Tuesday, February 21, 2006

Damn HDCP Technology

The other day I was reading about HDCP (http://www.digital-cp.com/home). HDCP is drastically misguided attempt by the media industry to add the concept of 'content protection' to the communications between your television and your DVD, Tivo, VCR or something else that comes up in the future. Under the guise of 'preventing content from pirates' they came up with a system that hamstrings your display with technology that could be used to enforce builtin obcselencense. Say you buy a DVD and a TV at the same time, if your DVD player breaks and the new DVD players do not list your TV as 'authorized' you have to buy both a new DVD and TV and toss the perfectly good old TV. In its most innocuous form of use this could be used to make say a Sony television set only be able to receive a signal from a Sony DVD player (at least that should be obvious when you buy it). Other cheery uses of it would be to make displays only receive HiDef signals from 'authorized' equipment, individually license each display in your house, and the obvious prevention of copying of content (which it is not even any good at). HDCP looks like just another scheme to screw over the customer in the guise of 'look how poor we are because of all the pirates!!' disregarding their own culpability. Guess the industry is not content to sell us just one $4000 50" plasma screen.

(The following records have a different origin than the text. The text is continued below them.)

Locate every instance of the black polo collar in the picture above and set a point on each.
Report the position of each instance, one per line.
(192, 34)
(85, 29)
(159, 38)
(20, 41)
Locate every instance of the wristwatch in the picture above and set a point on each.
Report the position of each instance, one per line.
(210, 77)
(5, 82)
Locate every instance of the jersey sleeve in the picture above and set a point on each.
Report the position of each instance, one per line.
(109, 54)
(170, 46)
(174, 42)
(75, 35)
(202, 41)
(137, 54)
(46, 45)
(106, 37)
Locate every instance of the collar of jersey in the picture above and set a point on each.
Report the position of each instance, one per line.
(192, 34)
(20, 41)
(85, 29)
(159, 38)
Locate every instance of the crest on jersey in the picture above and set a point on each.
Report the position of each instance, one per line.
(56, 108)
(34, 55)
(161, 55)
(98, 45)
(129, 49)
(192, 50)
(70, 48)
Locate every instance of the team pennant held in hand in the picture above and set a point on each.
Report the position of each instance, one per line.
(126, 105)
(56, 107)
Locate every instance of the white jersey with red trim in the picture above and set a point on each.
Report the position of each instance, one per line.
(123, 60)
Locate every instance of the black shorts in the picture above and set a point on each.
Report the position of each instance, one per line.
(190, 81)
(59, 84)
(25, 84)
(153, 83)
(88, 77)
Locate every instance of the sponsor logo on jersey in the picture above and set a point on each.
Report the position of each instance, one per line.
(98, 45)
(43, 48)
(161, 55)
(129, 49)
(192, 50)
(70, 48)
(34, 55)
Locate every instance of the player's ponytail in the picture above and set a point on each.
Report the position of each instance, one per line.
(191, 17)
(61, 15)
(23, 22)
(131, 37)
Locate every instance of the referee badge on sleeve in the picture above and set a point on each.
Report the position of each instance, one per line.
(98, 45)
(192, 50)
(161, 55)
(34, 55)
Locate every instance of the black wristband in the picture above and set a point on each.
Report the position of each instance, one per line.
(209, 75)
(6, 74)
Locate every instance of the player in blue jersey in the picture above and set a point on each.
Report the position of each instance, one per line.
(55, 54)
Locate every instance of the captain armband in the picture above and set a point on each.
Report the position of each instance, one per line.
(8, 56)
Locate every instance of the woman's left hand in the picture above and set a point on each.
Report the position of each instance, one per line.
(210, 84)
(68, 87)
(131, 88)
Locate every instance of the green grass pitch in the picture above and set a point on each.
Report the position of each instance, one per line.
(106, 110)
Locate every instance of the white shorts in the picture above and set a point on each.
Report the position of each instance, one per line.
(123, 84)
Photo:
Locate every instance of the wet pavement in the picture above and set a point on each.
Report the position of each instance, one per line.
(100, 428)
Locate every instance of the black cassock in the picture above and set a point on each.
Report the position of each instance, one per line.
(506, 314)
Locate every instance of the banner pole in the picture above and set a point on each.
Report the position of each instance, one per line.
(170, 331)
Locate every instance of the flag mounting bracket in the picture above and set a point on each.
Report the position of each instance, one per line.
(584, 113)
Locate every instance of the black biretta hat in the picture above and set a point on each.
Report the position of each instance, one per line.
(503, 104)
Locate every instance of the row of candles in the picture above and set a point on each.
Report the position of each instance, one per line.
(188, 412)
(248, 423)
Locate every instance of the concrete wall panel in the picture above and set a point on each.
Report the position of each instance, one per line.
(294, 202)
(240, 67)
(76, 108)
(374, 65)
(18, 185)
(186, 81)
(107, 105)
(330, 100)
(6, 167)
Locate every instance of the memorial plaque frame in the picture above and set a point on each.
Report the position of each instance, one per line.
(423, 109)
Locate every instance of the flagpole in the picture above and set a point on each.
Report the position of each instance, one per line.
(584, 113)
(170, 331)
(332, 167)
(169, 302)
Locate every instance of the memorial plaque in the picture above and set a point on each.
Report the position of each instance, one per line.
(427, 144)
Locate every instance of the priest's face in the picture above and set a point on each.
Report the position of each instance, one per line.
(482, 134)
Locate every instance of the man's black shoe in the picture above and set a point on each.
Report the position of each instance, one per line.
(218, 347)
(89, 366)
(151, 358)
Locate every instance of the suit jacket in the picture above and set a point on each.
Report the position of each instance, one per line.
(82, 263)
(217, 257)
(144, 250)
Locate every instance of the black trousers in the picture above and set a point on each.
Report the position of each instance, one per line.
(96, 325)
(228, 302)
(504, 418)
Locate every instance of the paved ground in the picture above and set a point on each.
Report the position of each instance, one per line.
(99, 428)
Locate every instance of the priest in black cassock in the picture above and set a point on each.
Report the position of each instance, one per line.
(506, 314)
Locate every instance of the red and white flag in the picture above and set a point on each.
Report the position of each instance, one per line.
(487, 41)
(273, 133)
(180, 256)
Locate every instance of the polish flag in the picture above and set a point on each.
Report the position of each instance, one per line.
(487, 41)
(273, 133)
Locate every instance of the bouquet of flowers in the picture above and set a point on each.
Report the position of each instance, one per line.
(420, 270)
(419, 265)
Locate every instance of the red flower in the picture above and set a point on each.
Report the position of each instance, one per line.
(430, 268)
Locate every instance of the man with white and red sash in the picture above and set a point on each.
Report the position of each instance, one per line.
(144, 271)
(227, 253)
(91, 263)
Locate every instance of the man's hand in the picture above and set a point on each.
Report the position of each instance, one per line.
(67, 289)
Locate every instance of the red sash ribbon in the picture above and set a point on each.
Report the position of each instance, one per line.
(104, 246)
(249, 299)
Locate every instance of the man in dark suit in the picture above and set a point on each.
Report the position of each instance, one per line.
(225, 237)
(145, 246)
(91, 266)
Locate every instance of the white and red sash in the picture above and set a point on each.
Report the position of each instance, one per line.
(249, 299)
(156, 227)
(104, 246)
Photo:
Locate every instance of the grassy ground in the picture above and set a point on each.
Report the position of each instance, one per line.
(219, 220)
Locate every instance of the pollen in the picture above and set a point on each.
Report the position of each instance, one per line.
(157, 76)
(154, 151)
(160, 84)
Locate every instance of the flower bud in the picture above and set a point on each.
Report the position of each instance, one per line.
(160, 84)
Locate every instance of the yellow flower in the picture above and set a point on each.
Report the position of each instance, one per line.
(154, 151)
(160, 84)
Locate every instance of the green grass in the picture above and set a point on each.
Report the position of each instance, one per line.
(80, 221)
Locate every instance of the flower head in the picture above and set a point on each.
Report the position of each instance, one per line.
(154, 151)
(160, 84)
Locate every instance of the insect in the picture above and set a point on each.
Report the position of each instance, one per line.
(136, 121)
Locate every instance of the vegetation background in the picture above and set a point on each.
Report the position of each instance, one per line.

They want us to buy a new one every year, rent our devices by the hour, and pay through the nose for crappy content that we can not return (Again because of the 'pirates').


With all the insidious intent built into the system I expected a little more than what I saw. It amazed me is the amount of effort that was spent to design some ridiculously complicated scheme that seems to me to be generally useless to protect much of anything. I am sure that there are many many other ways to attack it but here is the blindingly obvious *DMCA take note* based on my uninformed midnight review of the public specification......

They have layers of public key encryption (possibly decent no details given), revocation lists, states, and whatnot used to authenticate the receivers/transmitters. However they then back it up through the use of a symmetric encryption algorithm based on a psuedorandom number generator. 'Encryption' schemes based on that technology are used by budding cryptanalysts to break their teeth on. There are a number of ways to attack them, and no they are not theoretical. Guess they were too cheap or stupid to license or even research a decent stream cipher.

What a waste of time and money. Makes you wonder what kind of people they have working on these things. Nevermind the whole 'wrongness' of the thing, that they could so botch the implementation up. Pirates are smarter than this. The only possible practical purpose this type of technology can serve is to screw over the law abiding everyday consumer who cannot possibly make a informed decision of whether he/she wants this technology in their TV set. It is the latest in a long line of misguided and flawed applications of technologies from Macrovision to Blu-Ray. Copyright lawyers and media conglomerates take note...

Your business model is dead and your empire crumbling because you abused your consumer with technologies like this. STOP IT! Good content stands on its own and does not need to be protected, start producing some.